Alaattin AKTAŞ EKO ANALİZ ala.aktas@gmail.com

AKP için açılan kapatma davasının ekonomiye olan olumsuz etkileri sıralanırken çoğu kez ölçü kaçırılıyor. Konuşulanları, dile getirilenleri dinleyince, Türkiye ekonomisinde 14 Mart'ta açılan kapatma davası öncesinde hiç sorun yok muydu ya da var olan sorunlar hızla azalıyor muydu, diye düşünüyor insan. Her olumsuz gelişmenin kaynağı olarak kapatma davası gösteriliyor. Bu görüşü kanıtlamak için şimdi de Anayasa Mahkemesi Raportörü'nün, AKP'nin kapatılmaması gerektiği yolundaki raporu dayanak oluşturur hale geldi. Bu rapordan sonra ekonomide nasıl düzelme yaşandığını dinler olduk.
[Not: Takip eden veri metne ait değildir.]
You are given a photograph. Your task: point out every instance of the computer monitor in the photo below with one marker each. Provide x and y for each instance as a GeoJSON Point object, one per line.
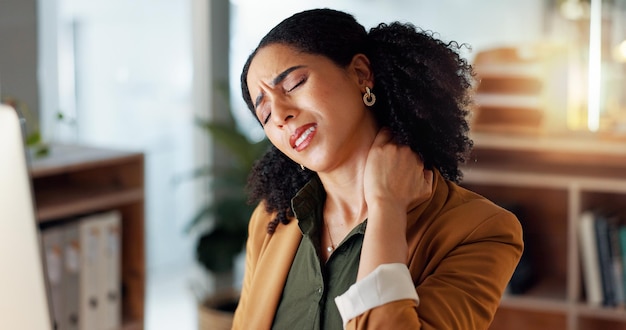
{"type": "Point", "coordinates": [24, 301]}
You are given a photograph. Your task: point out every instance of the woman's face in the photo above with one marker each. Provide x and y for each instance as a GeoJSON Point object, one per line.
{"type": "Point", "coordinates": [310, 108]}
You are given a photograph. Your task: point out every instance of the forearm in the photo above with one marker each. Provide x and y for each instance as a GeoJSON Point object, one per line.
{"type": "Point", "coordinates": [385, 238]}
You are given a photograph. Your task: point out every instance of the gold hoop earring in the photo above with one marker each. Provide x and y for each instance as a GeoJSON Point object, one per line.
{"type": "Point", "coordinates": [369, 98]}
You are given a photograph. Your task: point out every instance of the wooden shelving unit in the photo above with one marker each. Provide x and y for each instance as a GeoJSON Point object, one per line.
{"type": "Point", "coordinates": [551, 181]}
{"type": "Point", "coordinates": [75, 180]}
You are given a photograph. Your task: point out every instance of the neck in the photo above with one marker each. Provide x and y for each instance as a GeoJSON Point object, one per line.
{"type": "Point", "coordinates": [345, 201]}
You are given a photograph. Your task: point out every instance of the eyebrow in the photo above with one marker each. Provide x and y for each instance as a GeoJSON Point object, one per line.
{"type": "Point", "coordinates": [280, 77]}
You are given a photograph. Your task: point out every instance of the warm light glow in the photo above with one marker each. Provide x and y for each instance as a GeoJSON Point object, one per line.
{"type": "Point", "coordinates": [621, 52]}
{"type": "Point", "coordinates": [595, 65]}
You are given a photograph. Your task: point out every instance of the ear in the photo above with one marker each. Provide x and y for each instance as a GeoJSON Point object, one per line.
{"type": "Point", "coordinates": [362, 69]}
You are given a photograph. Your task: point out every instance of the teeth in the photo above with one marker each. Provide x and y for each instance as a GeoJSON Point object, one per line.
{"type": "Point", "coordinates": [305, 135]}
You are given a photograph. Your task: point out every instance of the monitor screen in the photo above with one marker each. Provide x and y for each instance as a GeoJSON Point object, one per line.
{"type": "Point", "coordinates": [24, 302]}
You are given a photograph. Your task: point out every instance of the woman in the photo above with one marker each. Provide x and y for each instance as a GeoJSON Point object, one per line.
{"type": "Point", "coordinates": [360, 222]}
Raportörün görüşünü açıklamasında sonra, ekonomide iyileşme işaretleri alınmaya başlandığını, ekonomik konularla ilgili bir sayın bakan, bir televizyon programında anlatıyor.
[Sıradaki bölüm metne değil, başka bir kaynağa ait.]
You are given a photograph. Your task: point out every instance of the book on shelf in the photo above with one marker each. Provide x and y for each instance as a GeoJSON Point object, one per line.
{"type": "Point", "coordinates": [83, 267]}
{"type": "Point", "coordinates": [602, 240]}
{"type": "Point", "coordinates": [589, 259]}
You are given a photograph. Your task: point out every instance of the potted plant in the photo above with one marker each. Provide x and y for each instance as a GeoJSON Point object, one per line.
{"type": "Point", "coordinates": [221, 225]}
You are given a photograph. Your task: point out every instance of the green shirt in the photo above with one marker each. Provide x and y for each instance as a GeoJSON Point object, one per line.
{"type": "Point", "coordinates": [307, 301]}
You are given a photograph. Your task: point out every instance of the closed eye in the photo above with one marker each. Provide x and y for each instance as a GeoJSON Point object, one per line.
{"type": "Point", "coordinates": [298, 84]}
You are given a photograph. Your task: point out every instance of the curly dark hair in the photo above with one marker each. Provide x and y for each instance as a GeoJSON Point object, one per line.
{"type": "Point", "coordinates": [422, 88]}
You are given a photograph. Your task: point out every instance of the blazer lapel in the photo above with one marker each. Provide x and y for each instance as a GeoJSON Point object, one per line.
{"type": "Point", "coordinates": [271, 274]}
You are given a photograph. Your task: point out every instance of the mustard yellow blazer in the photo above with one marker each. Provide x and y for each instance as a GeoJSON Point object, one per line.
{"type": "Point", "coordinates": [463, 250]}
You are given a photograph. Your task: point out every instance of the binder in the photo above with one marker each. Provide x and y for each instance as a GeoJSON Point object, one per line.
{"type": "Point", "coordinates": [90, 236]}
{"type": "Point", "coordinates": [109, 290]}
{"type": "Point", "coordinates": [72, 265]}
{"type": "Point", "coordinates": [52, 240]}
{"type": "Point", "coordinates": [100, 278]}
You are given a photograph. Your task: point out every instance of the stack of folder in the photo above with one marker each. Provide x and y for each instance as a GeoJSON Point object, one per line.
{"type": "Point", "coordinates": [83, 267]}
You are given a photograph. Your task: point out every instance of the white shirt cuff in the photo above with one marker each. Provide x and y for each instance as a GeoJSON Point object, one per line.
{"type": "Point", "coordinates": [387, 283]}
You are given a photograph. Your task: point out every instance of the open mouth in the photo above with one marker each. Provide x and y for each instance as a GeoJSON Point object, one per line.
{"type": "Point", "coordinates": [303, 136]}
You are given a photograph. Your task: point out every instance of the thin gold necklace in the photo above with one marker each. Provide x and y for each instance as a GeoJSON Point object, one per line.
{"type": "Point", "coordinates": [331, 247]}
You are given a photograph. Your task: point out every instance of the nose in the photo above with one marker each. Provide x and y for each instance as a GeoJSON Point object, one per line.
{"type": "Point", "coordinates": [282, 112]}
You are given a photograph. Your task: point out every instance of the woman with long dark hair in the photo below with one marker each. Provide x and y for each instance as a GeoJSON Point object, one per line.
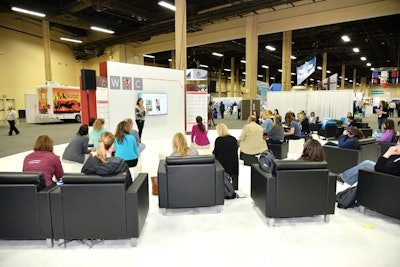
{"type": "Point", "coordinates": [199, 135]}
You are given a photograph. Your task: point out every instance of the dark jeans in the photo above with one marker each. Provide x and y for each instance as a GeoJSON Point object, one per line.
{"type": "Point", "coordinates": [12, 127]}
{"type": "Point", "coordinates": [140, 125]}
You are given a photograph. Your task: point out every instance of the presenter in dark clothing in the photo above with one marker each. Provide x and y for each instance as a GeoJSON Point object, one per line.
{"type": "Point", "coordinates": [225, 151]}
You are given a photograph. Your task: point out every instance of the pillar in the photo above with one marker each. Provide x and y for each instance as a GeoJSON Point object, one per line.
{"type": "Point", "coordinates": [287, 61]}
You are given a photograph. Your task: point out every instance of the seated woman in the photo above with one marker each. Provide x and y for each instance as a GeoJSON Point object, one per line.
{"type": "Point", "coordinates": [199, 135]}
{"type": "Point", "coordinates": [125, 144]}
{"type": "Point", "coordinates": [180, 147]}
{"type": "Point", "coordinates": [390, 131]}
{"type": "Point", "coordinates": [225, 151]}
{"type": "Point", "coordinates": [77, 150]}
{"type": "Point", "coordinates": [312, 151]}
{"type": "Point", "coordinates": [388, 163]}
{"type": "Point", "coordinates": [104, 163]}
{"type": "Point", "coordinates": [294, 131]}
{"type": "Point", "coordinates": [276, 134]}
{"type": "Point", "coordinates": [267, 121]}
{"type": "Point", "coordinates": [44, 160]}
{"type": "Point", "coordinates": [304, 125]}
{"type": "Point", "coordinates": [348, 138]}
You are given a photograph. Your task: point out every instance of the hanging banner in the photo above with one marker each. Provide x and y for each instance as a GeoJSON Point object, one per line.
{"type": "Point", "coordinates": [305, 70]}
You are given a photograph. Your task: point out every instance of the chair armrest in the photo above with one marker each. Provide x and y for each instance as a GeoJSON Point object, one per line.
{"type": "Point", "coordinates": [137, 205]}
{"type": "Point", "coordinates": [162, 184]}
{"type": "Point", "coordinates": [379, 191]}
{"type": "Point", "coordinates": [219, 183]}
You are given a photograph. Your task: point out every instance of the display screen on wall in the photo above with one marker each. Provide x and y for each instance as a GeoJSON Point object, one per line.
{"type": "Point", "coordinates": [155, 104]}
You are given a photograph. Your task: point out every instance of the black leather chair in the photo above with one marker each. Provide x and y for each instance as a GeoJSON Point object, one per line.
{"type": "Point", "coordinates": [385, 145]}
{"type": "Point", "coordinates": [341, 159]}
{"type": "Point", "coordinates": [97, 207]}
{"type": "Point", "coordinates": [25, 207]}
{"type": "Point", "coordinates": [297, 189]}
{"type": "Point", "coordinates": [280, 150]}
{"type": "Point", "coordinates": [379, 192]}
{"type": "Point", "coordinates": [190, 181]}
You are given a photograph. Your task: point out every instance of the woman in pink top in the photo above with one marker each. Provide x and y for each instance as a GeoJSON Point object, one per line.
{"type": "Point", "coordinates": [44, 160]}
{"type": "Point", "coordinates": [199, 135]}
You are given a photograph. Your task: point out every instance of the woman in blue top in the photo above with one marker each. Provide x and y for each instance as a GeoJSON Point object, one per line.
{"type": "Point", "coordinates": [125, 144]}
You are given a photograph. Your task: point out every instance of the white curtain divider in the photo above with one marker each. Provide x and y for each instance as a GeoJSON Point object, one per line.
{"type": "Point", "coordinates": [333, 104]}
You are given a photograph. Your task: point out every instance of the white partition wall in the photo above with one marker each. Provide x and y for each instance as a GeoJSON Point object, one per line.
{"type": "Point", "coordinates": [333, 104]}
{"type": "Point", "coordinates": [126, 81]}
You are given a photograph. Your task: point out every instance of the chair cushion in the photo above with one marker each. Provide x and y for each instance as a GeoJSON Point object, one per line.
{"type": "Point", "coordinates": [300, 165]}
{"type": "Point", "coordinates": [202, 159]}
{"type": "Point", "coordinates": [81, 178]}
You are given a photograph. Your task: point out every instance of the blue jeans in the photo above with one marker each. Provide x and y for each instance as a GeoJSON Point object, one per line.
{"type": "Point", "coordinates": [350, 176]}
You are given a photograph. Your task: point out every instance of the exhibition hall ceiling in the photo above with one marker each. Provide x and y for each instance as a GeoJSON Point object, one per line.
{"type": "Point", "coordinates": [378, 39]}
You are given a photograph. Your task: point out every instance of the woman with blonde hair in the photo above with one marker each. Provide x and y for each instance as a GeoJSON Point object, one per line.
{"type": "Point", "coordinates": [180, 147]}
{"type": "Point", "coordinates": [226, 152]}
{"type": "Point", "coordinates": [44, 160]}
{"type": "Point", "coordinates": [125, 144]}
{"type": "Point", "coordinates": [104, 164]}
{"type": "Point", "coordinates": [98, 129]}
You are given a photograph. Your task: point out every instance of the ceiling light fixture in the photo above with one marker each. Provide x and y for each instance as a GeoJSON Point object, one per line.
{"type": "Point", "coordinates": [71, 40]}
{"type": "Point", "coordinates": [271, 48]}
{"type": "Point", "coordinates": [34, 13]}
{"type": "Point", "coordinates": [167, 5]}
{"type": "Point", "coordinates": [101, 30]}
{"type": "Point", "coordinates": [346, 38]}
{"type": "Point", "coordinates": [217, 54]}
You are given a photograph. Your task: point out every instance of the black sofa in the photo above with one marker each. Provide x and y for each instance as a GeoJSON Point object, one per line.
{"type": "Point", "coordinates": [341, 159]}
{"type": "Point", "coordinates": [298, 189]}
{"type": "Point", "coordinates": [190, 181]}
{"type": "Point", "coordinates": [93, 207]}
{"type": "Point", "coordinates": [379, 192]}
{"type": "Point", "coordinates": [25, 207]}
{"type": "Point", "coordinates": [280, 150]}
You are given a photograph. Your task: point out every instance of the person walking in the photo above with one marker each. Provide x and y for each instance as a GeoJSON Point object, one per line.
{"type": "Point", "coordinates": [11, 117]}
{"type": "Point", "coordinates": [140, 114]}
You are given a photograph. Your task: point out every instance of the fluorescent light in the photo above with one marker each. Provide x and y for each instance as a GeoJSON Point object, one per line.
{"type": "Point", "coordinates": [271, 48]}
{"type": "Point", "coordinates": [101, 30]}
{"type": "Point", "coordinates": [28, 12]}
{"type": "Point", "coordinates": [71, 40]}
{"type": "Point", "coordinates": [217, 54]}
{"type": "Point", "coordinates": [167, 5]}
{"type": "Point", "coordinates": [346, 38]}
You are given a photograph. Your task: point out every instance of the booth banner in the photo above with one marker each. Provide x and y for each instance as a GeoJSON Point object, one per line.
{"type": "Point", "coordinates": [305, 70]}
{"type": "Point", "coordinates": [196, 75]}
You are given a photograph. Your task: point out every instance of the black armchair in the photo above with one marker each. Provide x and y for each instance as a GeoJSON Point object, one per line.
{"type": "Point", "coordinates": [190, 181]}
{"type": "Point", "coordinates": [99, 207]}
{"type": "Point", "coordinates": [379, 191]}
{"type": "Point", "coordinates": [25, 207]}
{"type": "Point", "coordinates": [341, 159]}
{"type": "Point", "coordinates": [298, 189]}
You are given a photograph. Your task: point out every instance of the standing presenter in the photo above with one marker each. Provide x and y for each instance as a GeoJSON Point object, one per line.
{"type": "Point", "coordinates": [140, 113]}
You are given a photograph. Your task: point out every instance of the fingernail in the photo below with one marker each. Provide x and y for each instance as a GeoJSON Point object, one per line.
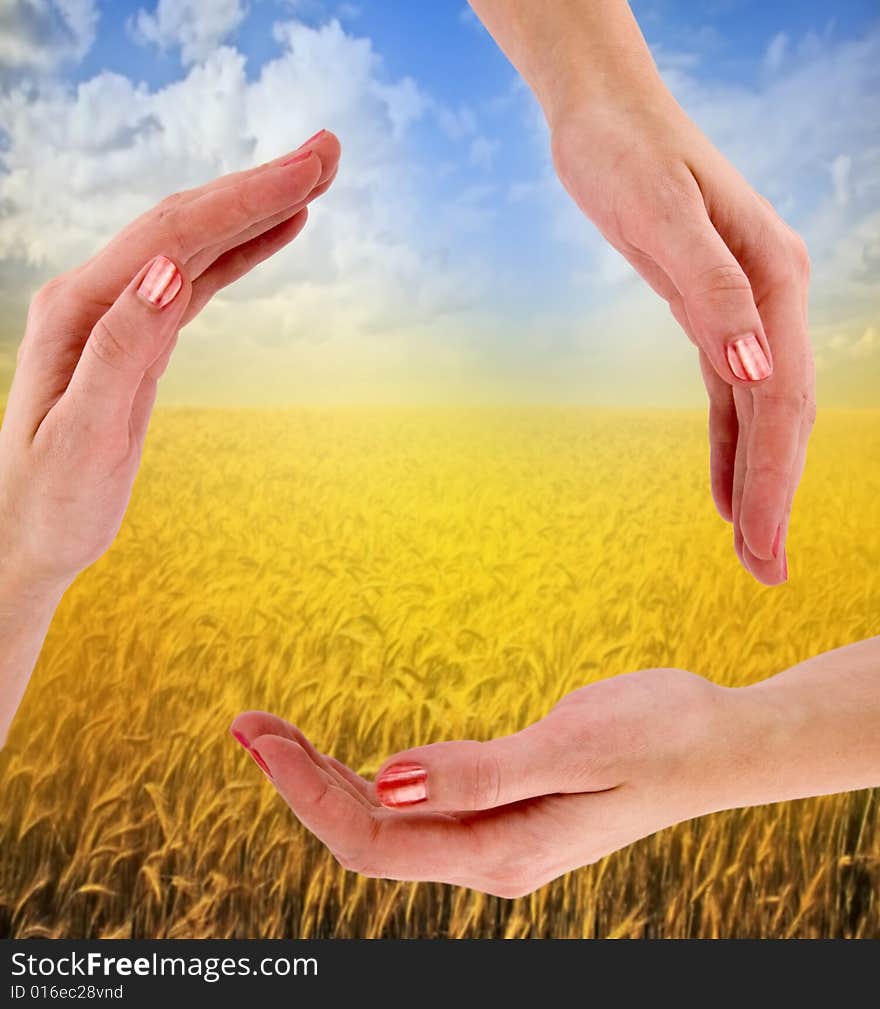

- Hazine'nin borçlanma faizi, kapatma davası öncesinde yüzde 17'lerdeydi, bu oran bir ara yüzde 23'e dayandı, rapordan sonra ise yüzde 20'nin altına indi.
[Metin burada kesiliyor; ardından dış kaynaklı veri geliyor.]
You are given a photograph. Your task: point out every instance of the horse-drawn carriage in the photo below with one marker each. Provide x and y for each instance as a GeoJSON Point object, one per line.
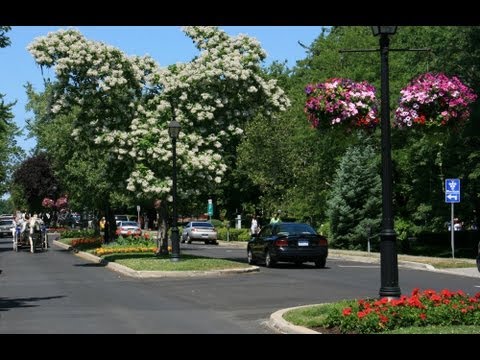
{"type": "Point", "coordinates": [31, 233]}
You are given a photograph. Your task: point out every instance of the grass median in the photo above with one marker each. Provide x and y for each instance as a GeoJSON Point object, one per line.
{"type": "Point", "coordinates": [150, 262]}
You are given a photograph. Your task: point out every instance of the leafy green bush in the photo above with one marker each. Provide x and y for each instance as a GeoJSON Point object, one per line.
{"type": "Point", "coordinates": [133, 241]}
{"type": "Point", "coordinates": [235, 234]}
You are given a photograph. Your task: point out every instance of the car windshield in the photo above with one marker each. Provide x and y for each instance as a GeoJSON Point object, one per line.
{"type": "Point", "coordinates": [128, 223]}
{"type": "Point", "coordinates": [202, 225]}
{"type": "Point", "coordinates": [295, 229]}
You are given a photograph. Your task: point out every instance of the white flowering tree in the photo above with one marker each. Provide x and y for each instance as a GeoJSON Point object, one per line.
{"type": "Point", "coordinates": [126, 103]}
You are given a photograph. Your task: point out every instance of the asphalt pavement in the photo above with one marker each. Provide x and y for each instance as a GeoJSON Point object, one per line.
{"type": "Point", "coordinates": [71, 295]}
{"type": "Point", "coordinates": [276, 321]}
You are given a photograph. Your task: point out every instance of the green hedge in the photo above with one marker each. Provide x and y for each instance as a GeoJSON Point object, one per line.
{"type": "Point", "coordinates": [235, 234]}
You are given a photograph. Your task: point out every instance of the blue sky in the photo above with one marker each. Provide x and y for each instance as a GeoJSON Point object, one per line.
{"type": "Point", "coordinates": [166, 44]}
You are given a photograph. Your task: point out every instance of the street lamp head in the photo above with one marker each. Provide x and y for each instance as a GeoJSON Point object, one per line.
{"type": "Point", "coordinates": [173, 129]}
{"type": "Point", "coordinates": [387, 30]}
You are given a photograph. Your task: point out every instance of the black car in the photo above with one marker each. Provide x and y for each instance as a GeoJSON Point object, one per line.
{"type": "Point", "coordinates": [289, 242]}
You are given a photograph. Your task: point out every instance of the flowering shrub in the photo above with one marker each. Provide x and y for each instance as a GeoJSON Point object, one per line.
{"type": "Point", "coordinates": [48, 203]}
{"type": "Point", "coordinates": [434, 100]}
{"type": "Point", "coordinates": [86, 243]}
{"type": "Point", "coordinates": [341, 101]}
{"type": "Point", "coordinates": [425, 308]}
{"type": "Point", "coordinates": [123, 250]}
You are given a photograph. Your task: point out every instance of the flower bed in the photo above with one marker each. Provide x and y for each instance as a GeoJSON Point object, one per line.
{"type": "Point", "coordinates": [86, 243]}
{"type": "Point", "coordinates": [341, 101]}
{"type": "Point", "coordinates": [434, 100]}
{"type": "Point", "coordinates": [427, 308]}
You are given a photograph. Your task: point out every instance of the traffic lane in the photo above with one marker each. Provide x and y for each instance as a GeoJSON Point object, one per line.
{"type": "Point", "coordinates": [361, 276]}
{"type": "Point", "coordinates": [57, 292]}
- Raportörün raporu, borsayı da olumlu etkiledi, endeks yükseldi.

- Dünyada sorunlar azalmadı, arttı; biz herhangi bir politika değişikliğine gitmedik; yani bu gelişmelerin nedeni raportörün olumlu rapor yazması, parti kapatılmasın, demesi.

- Bir başka önemli gösterge; Türkiye ilk çeyrekte, yani dava açılmadan önce yüzde 6.6 büyüdü. Öyle ki, biz yüzde 6.6 büyürken, İngiltere aynı dönemde ancak yüzde 0.2 büyüyebildi. Ama bizim büyüme hızımız da dava ile birlikte ikinci çeyrekten itibaren yavaşlayacak.

Nereden başlamalı ki... Hazine'nin borçlanma faizi bu yıl hiçbir ihalede yüzde 23'e dayanmadı. İskontolu ihalelerdeki en yüksek faiz, 15 Temmuz'da yapılan yirmi bir ay vadeli tahvil ihalesinde ortaya çıktı. Bu ihalenin yıllık bileşik faizi yüzde 21.64 oldu. Kaldı ki, aylık ortalama faiz, haziranda yüzde 21.54 olarak gerçekleştikten sonra temmuzda yüzde 20.53'e indi. Faizin temmuzda gerilemiş olmasının nedeni rapor değil. Bir kere Hazine'nin temmuzdaki borçlanmaları ayın ilk yarısında, yani rapor açıklanmadan önce yapıldı. Faizi gerileten asıl etken, borçlanma-ödeme farkı olarak piyasada 8 milyar YTL'nin üstünde para bırakılması.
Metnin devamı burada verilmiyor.